Hace unos días pregunté a un amigo por un restaurante situado en la calle Casanova de Barcelona y me dijo que había cerrado. Ante mi extrañeza, mi amigo trató de aclarar el por qué del cierre: “se comía bien pero tenían unas maneras que no merecían el precio que pagabas”.

Como ejemplo, me contó lo que le había sucedido la última vez. “Eran las cuatro, estábamos a punto de pedir los cafés y el chef se presentó a la mesa para decirnos que espabiláramos porque tenían que cerrar”. La sangre no llegó al río, pero la anécdota con tintes de reyerta entre cliente y propietario del local es mucho más frecuente de lo que pensamos.

“Se comía bien pero tenían unas maneras que no merecían el precio que pagabas”

Si el chef de ese restaurante pecaba de poca empatía, el exceso de confianza también puede tener efectos devastadores para la salud del local. Esto le sucedió a un restaurante chino cuya calidad culinaria era inversamente proporcional al número decreciente de clientes que ocupaban las mesas. El secreto de la sinrazón estaba en el comedor.

El negocio familiar había sido concebido con los postulados de un gobierno bicéfalo. La cocina la gobernaba el marido, un magnífico cocinero chino que preparaba unas exquisiteces que en la Barcelona globalizada de hoy hubiera hecho las delicias de los paladares viajeros; el comedor, la esposa, una mujer de aspecto centroeuropeo.

“Si el chef de ese restaurante pecaba de poca empatía, el exceso de confianza también puede tener efectos devastadores para la salud del local”

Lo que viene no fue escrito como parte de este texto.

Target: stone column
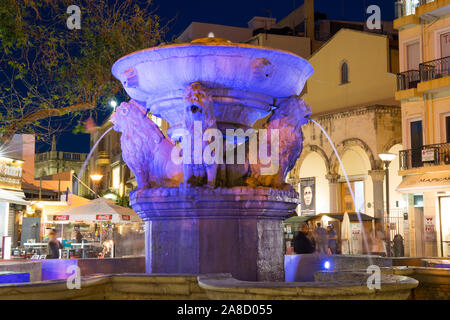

Pero mientras el cocinero permanecía enfrascado en la transformación de la materia prima, en el comedor, la mujer se dedicaba a entrometerse en la conversación de los clientes y a monopolizar la charla hasta convertirla en un soliloquio dedicado al marido cocinero y “muy chino”. Su intromisión era tan exagerada que ·”la mujer pesadilla” se cristianizó en el peor acicate para volver al restaurante.

Tras probar mil y una técnicas para librarse de la verborrea tentacular de la dueña –comer sin hablar, no levantar la mirada o poner cara de pocos amigos– nos dimos por vencidos. El día que la señora cogió mis palillos y removió mi plato de wanton mee para contarme los milagros de la cocina cantonesa preparada por su marido cocinero y “muy chino”, decidí que sería el último como cliente. Aunque pague, el cliente no siempre tiene la razón, pero un mal servicio puede llevar un negocio a la ruina sin que la calidad de su cocina lo merezca.

“Se comía bien pero tenían unas maneras que no merecían el precio que pagabas”

Las quejas más habituales de los clientes cuando hablan del servicio de un restaurante suelen referirse a la lentitud, a la falta de profesionalidad y a la amabilidad austera de los camareros. En un restaurante, el cliente quiere sentirse como en casa. La calidad de la comida es el principal valor de un restaurante, pero como los humanos estamos cargados de manías, la mía son los lavabos.

Si un local tiene unos baños sucios, lo primero que hago es pensar en las condiciones higiénicas de la cocina. Los sumideros son el espejo del alma del local. El derecho de admisión también es un arma legal que tienen los locales para protegerse de clientes malcarados, caprichosos y con tendencias megalómanas. Pero de los malos clientes ya hablaremos. Merecen un capítulo aparte.